Watson Farley & Williams (“WFW”) advised Aban Singapore Pte. Ltd (“Aban Singapore”), a wholly owned subsidiary of India’s Aban Offshore Ltd (“Aban Offshore”), on its acquisition, via its wholly-owned subsidiary Caldera Petroleum, of a 100% interest in two oil and gas blocks in the UK North Sea for a non-cash consideration of US$75m.
The two blocks, 15/13a and 15/13b are both within licence P198, 155 miles north-east of Aberdeen and believed to contain reserves of 60m barrels.
WFW also advised Aban Singapore with the on-sale of 50% stakes in both blocks to Malaysia’s Hibiscus Petroleum. Hibiscus paid US$37.5m for its stake in both blocks, which will be operated by its wholly-owned subsidiary Anasuria Hibiscus UK.
Based in Chennai, Tamil Nadu state, Aban Offshore, directly and through its wholly owned subsidiaries, provides offshore drilling and production services to oil and gas exploration and production companies both in India and internationally. It is India’s largest private offshore drilling services provider.
The WFW London team advising Aban Singapore was led by Corporate Partner Chris Kilburn, working closely with Energy & Infrastructure Partner Rod Chooramun and assisted by Corporate Trainee Kathryn Prior. Tax advice was provided by Partner Tom Jarvis and Associate Edward Moore, regulatory expertise by Partner Jeremy Robinson and Senior Associate Vineet Budhiraja, dispute resolution advice by Senior Associate Ben Lamble and HSE expertise by Partner Nick Walker and Associate Rachael Davidson. New York Partner Daniel Pilarski also assisted.
Chris commented: “It was interesting and challenging to complete a UK North Sea acquisition and on-sale within a short time frame. Successfully achieving this involved considerable effort and cooperation from the various parties involved, as well as work from a significant WFW team across service lines within the oil and gas sector”.
Rod commented: “This transaction shows that there is continued interest from new entrants in mature basins such as the UK North Sea, which is being stimulated by higher oil prices helping to reduce the valuation gap between sellers and purchasers of North Sea upstream assets. This is encouraging for the oil and gas sector in the UK and the implementation of the MER UK strategy”.
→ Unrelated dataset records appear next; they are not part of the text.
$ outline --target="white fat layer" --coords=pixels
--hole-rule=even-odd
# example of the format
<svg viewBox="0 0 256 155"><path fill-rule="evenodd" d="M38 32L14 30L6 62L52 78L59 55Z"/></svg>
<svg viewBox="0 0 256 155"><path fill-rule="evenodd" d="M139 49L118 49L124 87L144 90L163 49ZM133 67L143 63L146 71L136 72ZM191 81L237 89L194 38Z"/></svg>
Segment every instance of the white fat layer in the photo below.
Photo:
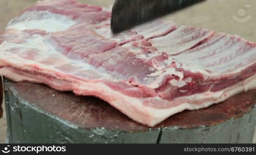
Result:
<svg viewBox="0 0 256 155"><path fill-rule="evenodd" d="M148 85L147 86L152 89L157 88L160 86L163 81L168 75L174 75L179 78L179 81L176 81L176 82L173 81L172 82L171 82L170 83L170 84L173 84L175 86L183 86L185 84L185 83L182 81L184 78L183 73L182 72L176 71L174 68L170 67L167 68L164 71L157 71L156 72L147 75L148 76L158 76L158 78L154 82L150 85Z"/></svg>
<svg viewBox="0 0 256 155"><path fill-rule="evenodd" d="M25 19L24 21L19 20ZM16 21L17 20L17 21ZM49 12L47 11L25 12L20 17L12 20L6 29L19 30L38 29L47 32L65 30L76 24L67 16Z"/></svg>
<svg viewBox="0 0 256 155"><path fill-rule="evenodd" d="M15 72L10 72L9 70L5 69L5 68L1 69L0 71L3 75L16 81L26 80L36 82L35 81L36 80L34 79L33 77L28 78L26 76L21 76L21 75L16 75ZM11 77L12 76L14 76ZM65 80L64 75L59 75L59 76L63 77L63 80ZM17 77L18 78L16 79ZM73 89L76 91L75 92L77 94L97 95L98 97L108 102L111 105L119 110L131 118L150 127L153 127L170 116L185 110L195 110L205 108L213 104L222 102L242 91L256 88L256 75L255 75L236 85L218 92L207 91L188 97L178 98L171 101L163 100L159 97L153 98L153 99L159 100L159 101L161 102L161 104L179 103L178 104L179 105L177 106L157 109L154 107L145 106L143 105L143 99L127 96L113 90L104 83L96 84L80 81L77 81L71 78L66 80L70 81L70 84L73 86ZM61 80L56 79L56 80ZM54 82L52 82L54 83ZM77 83L80 84L77 85ZM61 84L61 83L59 83ZM61 87L60 85L58 86ZM59 88L56 87L56 88L58 89Z"/></svg>
<svg viewBox="0 0 256 155"><path fill-rule="evenodd" d="M218 92L207 91L188 97L180 97L170 103L179 103L179 105L162 110L147 107L148 112L152 115L154 121L151 121L150 126L154 126L167 118L174 114L185 110L196 110L207 107L213 104L218 103L243 91L256 88L256 75L251 76L238 84ZM168 102L168 101L166 101ZM163 103L164 104L164 103Z"/></svg>
<svg viewBox="0 0 256 155"><path fill-rule="evenodd" d="M172 80L169 82L169 83L173 86L176 87L181 88L186 85L186 83L184 81L177 81L175 79Z"/></svg>

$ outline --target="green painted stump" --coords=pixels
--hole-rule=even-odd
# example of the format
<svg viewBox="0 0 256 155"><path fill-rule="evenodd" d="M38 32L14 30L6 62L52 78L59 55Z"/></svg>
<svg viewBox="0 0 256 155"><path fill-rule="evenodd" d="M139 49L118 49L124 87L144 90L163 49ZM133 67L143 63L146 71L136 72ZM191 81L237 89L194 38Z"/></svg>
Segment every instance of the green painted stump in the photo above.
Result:
<svg viewBox="0 0 256 155"><path fill-rule="evenodd" d="M150 128L99 99L4 82L10 143L250 143L256 90Z"/></svg>

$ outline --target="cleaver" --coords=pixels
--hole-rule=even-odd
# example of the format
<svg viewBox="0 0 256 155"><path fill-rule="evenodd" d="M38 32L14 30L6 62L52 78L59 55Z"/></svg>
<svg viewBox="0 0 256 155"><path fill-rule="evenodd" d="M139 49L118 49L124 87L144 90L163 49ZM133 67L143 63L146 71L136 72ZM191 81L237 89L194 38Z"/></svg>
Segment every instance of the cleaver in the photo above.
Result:
<svg viewBox="0 0 256 155"><path fill-rule="evenodd" d="M205 0L116 0L112 8L114 34L132 28Z"/></svg>

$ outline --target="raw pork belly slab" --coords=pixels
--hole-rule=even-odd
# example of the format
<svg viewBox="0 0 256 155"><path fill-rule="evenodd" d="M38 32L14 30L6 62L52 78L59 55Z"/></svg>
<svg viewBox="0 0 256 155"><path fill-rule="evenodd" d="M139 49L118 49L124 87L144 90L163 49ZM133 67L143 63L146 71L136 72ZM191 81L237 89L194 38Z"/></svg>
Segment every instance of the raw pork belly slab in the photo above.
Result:
<svg viewBox="0 0 256 155"><path fill-rule="evenodd" d="M150 127L256 88L256 44L160 20L114 35L111 14L37 3L0 33L0 74L99 97Z"/></svg>

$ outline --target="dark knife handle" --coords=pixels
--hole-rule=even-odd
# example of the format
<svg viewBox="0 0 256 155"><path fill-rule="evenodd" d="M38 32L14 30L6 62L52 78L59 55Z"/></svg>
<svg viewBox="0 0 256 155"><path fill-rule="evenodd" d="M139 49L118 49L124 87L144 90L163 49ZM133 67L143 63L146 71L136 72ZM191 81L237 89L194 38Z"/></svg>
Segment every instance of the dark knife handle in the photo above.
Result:
<svg viewBox="0 0 256 155"><path fill-rule="evenodd" d="M114 33L131 28L205 0L116 0L112 10Z"/></svg>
Ramsubramonian V, VP at Aban said: “This was a very challenging and intense transaction given the number of parties, agencies and the dimensions involved, as well as the very short time available to complete the deal. We are pleased that it was accomplished successfully, especially with the support and advice of Chris, Rod and their team at WFW. We believe this opportunity will help us gain valuable expertise working in UK North Sea oilfields”.